Il la fixa, droit dans les yeux. « J'en ai rien à foutre du danger, Giuliana. Pas quand il s'agit de toi. Tu crois vraiment que je vais te regarder devenir l'épouse de Leonardo Vitale sans rien dire ? »

Elle se détourna, incapable de soutenir ce regard. « Ce n'est pas si simple. »

Il s'approcha. « Tu m'aimes ? Oui ou non ? »

Elle ferma les yeux, une larme solitaire glissant sur sa joue. « Ce n'est pas la question. »
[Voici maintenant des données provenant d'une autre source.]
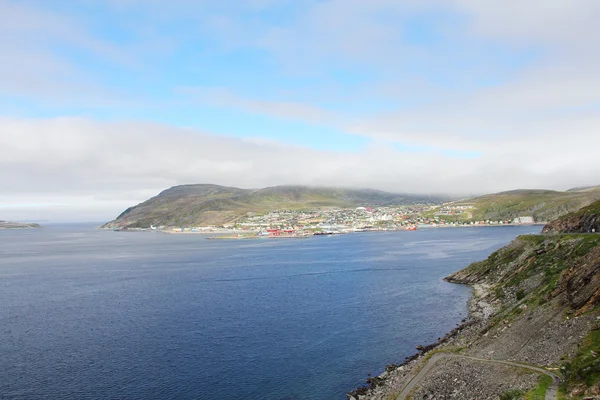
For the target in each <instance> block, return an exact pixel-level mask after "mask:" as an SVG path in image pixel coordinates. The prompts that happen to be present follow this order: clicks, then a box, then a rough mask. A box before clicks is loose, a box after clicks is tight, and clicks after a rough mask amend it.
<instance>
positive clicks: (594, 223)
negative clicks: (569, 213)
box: [543, 201, 600, 233]
mask: <svg viewBox="0 0 600 400" xmlns="http://www.w3.org/2000/svg"><path fill="white" fill-rule="evenodd" d="M590 232H600V201H597V202H595V203H592V204H590V205H589V206H587V207H584V208H582V209H581V210H579V211H576V212H574V213H570V214H567V215H565V216H563V217H561V218H558V219H556V220H554V221H552V222H550V223H549V224H547V225H546V226H545V227H544V230H543V233H590Z"/></svg>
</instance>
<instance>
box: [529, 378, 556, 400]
mask: <svg viewBox="0 0 600 400" xmlns="http://www.w3.org/2000/svg"><path fill="white" fill-rule="evenodd" d="M550 385H552V378H551V377H549V376H548V375H542V376H541V377H540V380H539V381H538V385H537V386H536V387H535V388H533V389H531V390H530V391H529V392H527V393H526V394H525V399H526V400H544V399H545V398H546V392H547V391H548V388H549V387H550Z"/></svg>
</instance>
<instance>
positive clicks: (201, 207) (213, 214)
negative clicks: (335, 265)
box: [105, 185, 442, 228]
mask: <svg viewBox="0 0 600 400" xmlns="http://www.w3.org/2000/svg"><path fill="white" fill-rule="evenodd" d="M441 200H442V199H440V198H433V197H428V196H410V195H403V194H395V193H387V192H382V191H379V190H365V189H337V188H312V187H305V186H275V187H269V188H264V189H257V190H251V189H239V188H233V187H225V186H218V185H183V186H175V187H172V188H170V189H167V190H165V191H164V192H162V193H160V194H159V195H158V196H155V197H153V198H151V199H149V200H147V201H145V202H143V203H141V204H139V205H137V206H135V207H131V208H128V209H127V210H125V212H123V213H122V214H121V215H119V216H118V217H117V219H116V220H114V221H111V222H109V223H107V224H106V225H105V227H107V228H147V227H149V226H150V225H155V226H160V225H165V226H207V225H223V224H234V223H236V222H238V221H240V220H241V219H243V217H244V216H248V215H252V214H265V213H267V212H269V211H273V210H282V209H286V210H309V209H321V208H325V207H337V208H347V207H356V206H360V205H370V206H379V205H402V204H404V205H407V204H433V203H440V202H441Z"/></svg>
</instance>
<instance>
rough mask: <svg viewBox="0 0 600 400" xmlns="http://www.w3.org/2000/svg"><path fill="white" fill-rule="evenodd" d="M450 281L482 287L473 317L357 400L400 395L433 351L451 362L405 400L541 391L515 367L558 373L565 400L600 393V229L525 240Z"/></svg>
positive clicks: (440, 360)
mask: <svg viewBox="0 0 600 400" xmlns="http://www.w3.org/2000/svg"><path fill="white" fill-rule="evenodd" d="M446 280H448V281H450V282H455V283H462V284H469V285H471V286H472V287H473V288H474V292H475V295H474V297H473V299H472V300H471V302H470V309H471V317H470V319H469V320H468V321H465V323H463V324H462V325H461V326H459V327H457V328H456V329H455V330H453V332H452V333H451V334H449V335H448V336H447V337H445V338H442V339H441V340H440V344H439V345H438V346H435V347H434V346H419V347H420V348H421V349H422V350H420V353H419V354H418V355H416V356H414V357H411V358H410V359H409V362H408V363H406V364H404V365H402V366H400V367H396V368H395V369H393V370H388V371H386V373H385V374H384V376H383V378H384V380H383V382H382V381H381V380H380V379H377V380H375V382H376V384H373V382H374V380H372V379H371V381H370V382H369V383H371V388H370V389H368V388H366V387H365V388H364V389H363V392H362V393H359V392H353V393H350V394H349V396H348V397H349V398H351V399H359V400H388V399H392V398H394V399H395V398H396V397H398V394H401V393H403V392H404V391H405V390H406V388H407V386H409V385H410V384H411V383H410V382H414V380H413V379H414V378H415V376H416V375H417V374H418V373H419V371H421V370H423V369H424V368H425V366H427V365H428V364H429V360H430V359H431V358H433V357H435V356H433V357H431V356H430V354H431V353H428V352H429V350H431V349H434V351H435V353H436V354H442V355H444V356H445V357H446V358H445V359H443V360H440V361H439V362H437V363H436V364H435V365H430V367H431V370H430V372H428V373H427V375H426V376H424V377H423V378H422V379H421V380H420V381H419V382H418V384H417V385H416V386H415V387H414V389H412V390H411V391H410V394H409V396H408V397H406V398H411V399H413V400H416V399H419V400H424V399H427V400H431V399H461V400H466V399H473V400H475V399H498V398H511V399H517V398H524V395H525V394H526V393H530V394H528V396H533V394H531V393H533V392H528V391H529V390H534V389H533V387H535V386H536V385H542V381H541V380H540V376H538V375H536V374H535V373H533V374H532V373H531V371H529V372H528V371H526V370H523V369H520V370H519V369H518V368H517V369H515V368H514V366H513V367H509V366H507V363H519V364H525V365H529V366H537V367H539V368H543V369H546V370H551V371H558V373H559V375H561V376H562V378H561V379H562V384H561V388H560V390H561V391H562V393H563V398H565V399H582V398H583V397H584V396H589V398H600V397H595V396H598V395H600V356H599V354H600V235H596V234H554V235H527V236H520V237H518V238H517V239H515V240H514V241H513V242H512V243H510V244H509V245H508V246H506V247H504V248H502V249H500V250H498V251H496V252H494V253H493V254H491V255H490V257H489V258H488V259H486V260H484V261H480V262H476V263H473V264H471V265H470V266H468V267H467V268H465V269H463V270H461V271H458V272H456V273H454V274H452V275H450V276H449V277H447V278H446ZM460 357H462V358H460ZM538 390H543V389H540V388H539V386H538ZM509 395H510V396H513V397H510V396H509ZM515 396H516V397H515ZM399 398H402V399H404V398H405V397H399ZM527 398H538V397H535V396H533V397H527ZM547 398H551V397H547Z"/></svg>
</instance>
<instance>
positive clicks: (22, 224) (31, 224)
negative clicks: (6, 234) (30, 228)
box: [0, 220, 41, 229]
mask: <svg viewBox="0 0 600 400" xmlns="http://www.w3.org/2000/svg"><path fill="white" fill-rule="evenodd" d="M29 228H41V226H40V224H35V223H23V222H10V221H1V220H0V229H29Z"/></svg>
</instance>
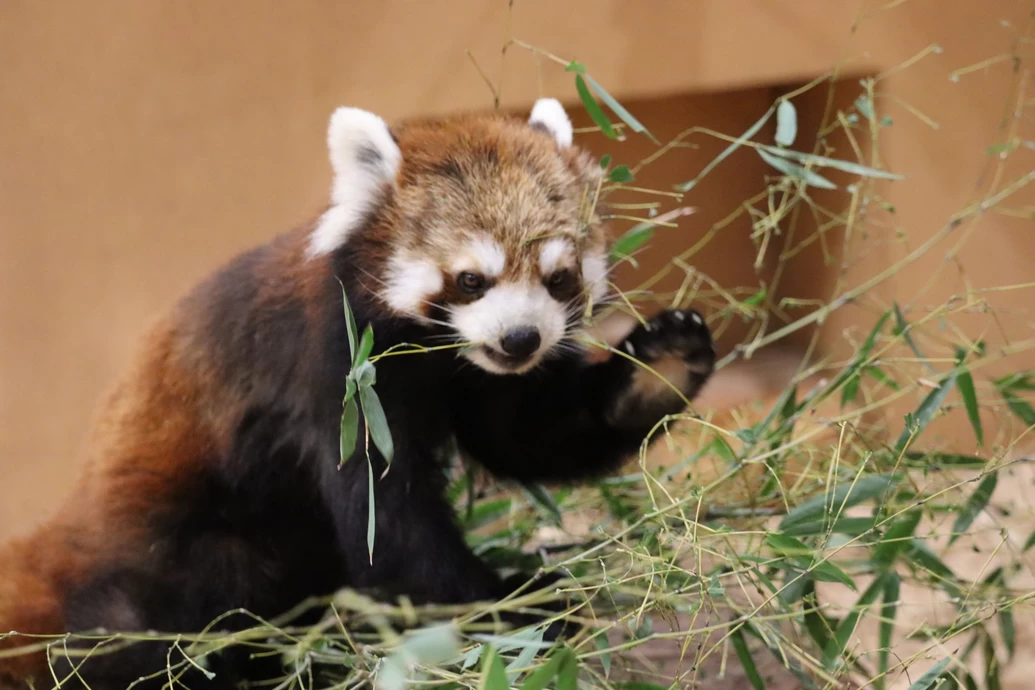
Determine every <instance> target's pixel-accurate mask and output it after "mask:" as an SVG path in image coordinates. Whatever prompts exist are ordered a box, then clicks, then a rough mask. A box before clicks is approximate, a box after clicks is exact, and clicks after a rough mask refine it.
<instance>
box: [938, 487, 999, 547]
mask: <svg viewBox="0 0 1035 690" xmlns="http://www.w3.org/2000/svg"><path fill="white" fill-rule="evenodd" d="M998 483H999V472H990V473H988V475H986V476H985V478H984V479H982V480H981V483H980V484H978V485H977V488H976V489H974V492H973V493H971V497H970V498H969V499H967V503H966V504H964V507H963V508H960V509H959V514H958V515H956V520H955V521H954V522H953V523H952V536H950V537H949V543H950V544H951V543H952V542H954V541H955V540H956V539H958V538H959V535H962V534H965V533H966V532H967V530H968V529H969V528H970V526H971V524H973V522H974V520H975V519H976V518H977V516H978V515H980V514H981V511H982V510H984V509H985V508H986V507H987V506H988V502H989V501H990V500H992V494H993V492H994V491H995V490H996V484H998Z"/></svg>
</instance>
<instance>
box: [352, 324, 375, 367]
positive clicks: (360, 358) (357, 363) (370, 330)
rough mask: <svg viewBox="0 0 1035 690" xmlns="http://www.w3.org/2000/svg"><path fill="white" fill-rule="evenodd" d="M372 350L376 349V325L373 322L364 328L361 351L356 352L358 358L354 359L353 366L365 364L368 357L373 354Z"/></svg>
mask: <svg viewBox="0 0 1035 690" xmlns="http://www.w3.org/2000/svg"><path fill="white" fill-rule="evenodd" d="M372 350H374V327H373V326H372V325H371V324H366V328H364V329H363V335H362V337H360V338H359V352H358V353H356V359H355V361H353V363H352V366H353V367H356V366H359V365H360V364H363V363H364V362H365V361H366V358H367V357H369V356H371V351H372Z"/></svg>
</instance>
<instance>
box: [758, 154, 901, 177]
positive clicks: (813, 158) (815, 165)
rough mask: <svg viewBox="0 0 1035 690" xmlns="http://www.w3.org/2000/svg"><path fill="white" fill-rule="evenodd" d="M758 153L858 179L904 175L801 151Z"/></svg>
mask: <svg viewBox="0 0 1035 690" xmlns="http://www.w3.org/2000/svg"><path fill="white" fill-rule="evenodd" d="M759 150H760V151H763V150H764V151H766V152H767V153H770V154H772V155H776V156H779V157H781V158H791V159H793V160H796V161H798V162H799V163H801V164H803V166H812V167H814V168H833V169H834V170H839V171H842V172H846V173H850V174H852V175H858V176H859V177H871V178H877V179H881V180H904V179H906V176H905V175H896V174H894V173H889V172H887V171H884V170H877V169H876V168H867V167H866V166H860V164H859V163H857V162H852V161H850V160H840V159H838V158H828V157H826V156H820V155H816V154H814V153H803V152H801V151H795V150H794V149H781V148H777V147H775V146H760V147H759Z"/></svg>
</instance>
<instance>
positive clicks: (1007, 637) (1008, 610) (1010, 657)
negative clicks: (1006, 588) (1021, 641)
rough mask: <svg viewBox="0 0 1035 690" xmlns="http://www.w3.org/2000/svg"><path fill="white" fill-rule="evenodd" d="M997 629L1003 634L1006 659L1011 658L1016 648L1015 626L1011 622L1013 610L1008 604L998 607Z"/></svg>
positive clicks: (1010, 659)
mask: <svg viewBox="0 0 1035 690" xmlns="http://www.w3.org/2000/svg"><path fill="white" fill-rule="evenodd" d="M999 631H1000V633H1002V635H1003V643H1004V644H1005V646H1006V653H1007V655H1008V656H1007V659H1008V660H1011V659H1013V653H1014V652H1016V650H1017V627H1016V625H1015V624H1014V623H1013V610H1012V609H1010V606H1009V604H1005V605H1004V606H1003V607H1002V608H1001V609H999Z"/></svg>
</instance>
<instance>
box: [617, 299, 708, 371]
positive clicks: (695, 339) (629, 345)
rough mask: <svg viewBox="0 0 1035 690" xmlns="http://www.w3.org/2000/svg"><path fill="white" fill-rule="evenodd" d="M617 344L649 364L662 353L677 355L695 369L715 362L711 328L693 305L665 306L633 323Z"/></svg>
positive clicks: (644, 361)
mask: <svg viewBox="0 0 1035 690" xmlns="http://www.w3.org/2000/svg"><path fill="white" fill-rule="evenodd" d="M621 348H622V349H623V350H624V351H625V352H626V353H627V354H628V355H629V356H631V357H635V358H637V359H638V360H640V361H641V362H644V363H646V364H649V363H651V362H654V361H657V360H658V359H661V358H662V357H666V356H670V357H677V358H679V359H681V360H683V361H684V362H686V363H687V365H688V366H689V367H690V368H691V370H693V371H694V372H697V373H708V372H710V371H711V369H712V367H713V366H714V364H715V350H714V349H713V347H712V339H711V331H709V330H708V324H707V323H705V320H704V317H702V316H701V314H700V313H699V312H697V311H694V310H693V309H667V310H664V311H662V312H661V313H659V314H657V316H656V317H654V318H653V319H651V320H650V321H648V322H647V323H646V325H644V324H641V325H640V326H638V327H637V329H635V330H634V331H632V333H630V334H629V337H627V338H626V339H625V341H624V342H623V343H622V344H621Z"/></svg>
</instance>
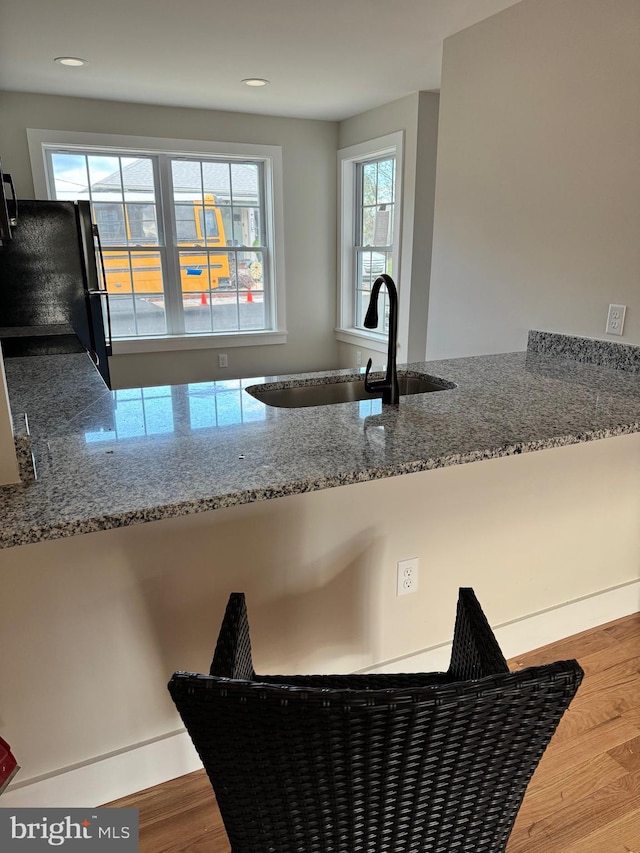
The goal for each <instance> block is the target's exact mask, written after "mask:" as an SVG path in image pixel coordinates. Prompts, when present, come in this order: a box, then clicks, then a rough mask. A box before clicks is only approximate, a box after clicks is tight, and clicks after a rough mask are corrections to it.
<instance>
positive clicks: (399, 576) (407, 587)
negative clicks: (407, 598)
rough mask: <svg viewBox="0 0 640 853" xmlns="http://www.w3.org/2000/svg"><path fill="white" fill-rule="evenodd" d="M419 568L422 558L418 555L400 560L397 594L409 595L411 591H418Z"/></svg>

« C'est la seule question qui compte. »

Elle se retourna brusquement. « Oui, je t'aime, Noah ! Mais ça ne changera rien. Tu crois que c'est un mariage d'amour, ce cirque ? C'est un marché. Une alliance. Un pacte entre deux familles pour faire taire les dettes, étouffer les rancunes, et écraser ceux qui osent défier leur pouvoir. Je suis une monnaie d'échange. »

Il s'approcha encore, ses mains attrapant son visage. « Alors fuyons. Maintenant. Ce soir. On disparaît. Je t'emmène où tu veux. Ils ne nous trouveront pas. »

Elle le regarda, le souffle court. L'envie était là. Brûlante. Déchirante. Mais derrière elle, elle sentait déjà l'ombre de son nom, de ses responsabilités, de ces chaînes invisibles qu'on lui avait passées depuis l'enfance.

« Je ne peux pas. » murmura-t-elle. « Si je pars, ils te tueront. Et ils détruiront ce qu'il reste de moi. »

Noah la fixa longuement, puis laissa retomber ses mains. « Alors tu vas te taire et leur obéir ? Jusqu'à ce que tu ne sois plus qu'une coquille vide ? »

Elle sentit sa gorge se serrer. Il la voyait déjà comme elle avait peur de devenir.

Mais avant qu'elle ne puisse répondre, un bruit derrière eux fit volte-face à Noah. Une silhouette s'avançait lentement depuis l'allée de pierres.

Leonardo.

Calme. Maîtrisé. Mais les poings serrés.

Il s'arrêta à quelques pas d'eux, ses yeux posés sur Giuliana, puis sur Noah.

« Jolie cachette. » dit-il d'une voix douce. « Dommage qu'elle n'ait pas été mieux gardée. »

Noah recula légèrement, sur la défensive. « Tu peux menacer tout ce que tu veux, Vitale. Tu ne mérites pas Giuliana. Tu ne mérites même pas qu'elle te regarde. »

Leonardo esquissa un sourire froid. « Je ne cherche pas à mériter quoi que ce soit, Ventura. Ce n'est pas l'amour qui lie nos familles. C'est le sang. Et toi... tu n'as rien à offrir. »

Giuliana se plaça entre eux, comme un rempart.

« Arrêtez. Tous les deux. » dit-elle d'un ton tranchant. « Ce n'est pas une compétition. Ce n'est pas une guerre. C'est ma vie. »

Leonardo s'approcha d'elle, ignorant Noah.

« Alors décide, Giuliana. Tu veux t'enfuir avec lui et tout brûler ? Ou tu fais face, comme une Mariani. »

Elle se figea. Elle aurait voulu répondre. Hurler. Choisir.

Mais aucun mot ne sortit. Parce qu'au fond, elle savait que la décision lui appartenait depuis toujours... et qu'elle l'avait déjà prise.